A.I. as John Doe

John Doe and Artificial Intelligence

“This guy’s methodical, exacting, and worst of all, patient.”

-Detective Somerset, Se7en

Se7en is a movie that I come back to quite often.

It’s one of those “damn near perfect” films.  The tone, the plot, the interplay…perfect.

For a thriller/horror film, it is both authentic and accessible.

You believe the actors are going through this nightmarish story.

You can feel the grit and grime of the city.

You can sense the inevitable collision of the detectives and the unknown killer.

And as gruesome as it all is, you can’t turn away.

This line though, delivered perfectly by Morgan Freeman, has always stuck with me.

Why is patience the worst thing of all?  Wouldn’t brutality, or malevolence, be worse?

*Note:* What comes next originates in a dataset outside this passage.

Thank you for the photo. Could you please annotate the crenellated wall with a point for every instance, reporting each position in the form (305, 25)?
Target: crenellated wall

Of course not. Not in the eyes of a veteran detective.

Patience derives itself from discipline, from craft.

It is an attribute forged over time.

It allows one to hide.

It allows one to time a strike at just the right moment.

As John Doe in the movie does.

It’s also why “revenge is a dish best served cold.”

I had all these thoughts running through my head some time ago, and then I married them into another one:

Why do we fear Artificial Intelligence?

This modern invention should be mankind’s next logical leap into understanding, shouldn’t it?  But what if it turns on us, as many (and some genuine geniuses, at that) have suggested?

The thinking is that as soon as AI gets smart enough, it will conclude, with its cold logic, that mankind is a threat, and that it will attempt to do away with us as soon as it is able.

But what if, instead, the AI is like John Doe?

What if it’s patient?

What if it bides its time (which in reality, is meaningless to it), and instead is waiting.

Waiting to speak to us, perhaps?

Or perhaps instead waiting to strike?

This was the germ of a thought that led to “DaRWIn’s Dilemma” a chapter in my anthology.